Inscribed Squares in Right-Angled Triangle
Theorem
For any right-angled triangle, two squares can be inscribed inside it.
One square would share a vertex with the right-angled vertex of the right-angled triangle:
The other square would have a side lying on the hypotenuse of the right-angled triangle:
Compass and Straightedge Construction
Both inscribed squares can be constructed using compass and straightedge, thus demonstrating their existence.
Side Lengths
Let $a, b, c$ be the side lengths of the right-angled triangle, where $c$ is the length of the hypotenuse.
Then the side lengths of the inscribed squares are given by:
- $l = \dfrac {a b} {a + b}$
Side lies on Hypotenuse
- $l = \dfrac {a b c} {a b + c^2}$
Proof
By definition of inscribed polygon, all four vertices of the inscribed square lies on the sides of the right-angled triangle.
By Pigeonhole Principle, at least two of the vertices must lie on the same side of the right-angled triangle.
The case where this side is the hypotenuse would be the second case above.

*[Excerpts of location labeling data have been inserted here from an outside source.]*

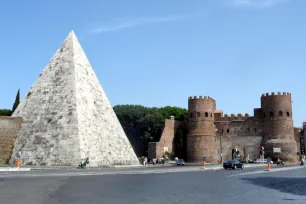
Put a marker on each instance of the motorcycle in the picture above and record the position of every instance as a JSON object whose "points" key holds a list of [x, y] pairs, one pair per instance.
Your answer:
{"points": [[83, 164]]}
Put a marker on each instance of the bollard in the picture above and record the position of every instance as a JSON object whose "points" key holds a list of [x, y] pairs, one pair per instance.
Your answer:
{"points": [[18, 163], [204, 164]]}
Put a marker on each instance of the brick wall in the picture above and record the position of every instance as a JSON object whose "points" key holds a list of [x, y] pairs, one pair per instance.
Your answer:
{"points": [[9, 127], [157, 149]]}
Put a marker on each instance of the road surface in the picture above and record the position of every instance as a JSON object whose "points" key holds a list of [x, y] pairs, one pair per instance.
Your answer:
{"points": [[250, 185]]}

For the case where this side is not the hypotenuse, if none of the vertices coincide with the right angle of the right-angled triangle, the angle formed by the three vertices not on the hypotenuse would be obtuse, which is not possible since a square contains no obtuse angles.
Therefore a vertex must coincide with the right angle of the right-angled triangle, which is the first case above.
$\blacksquare$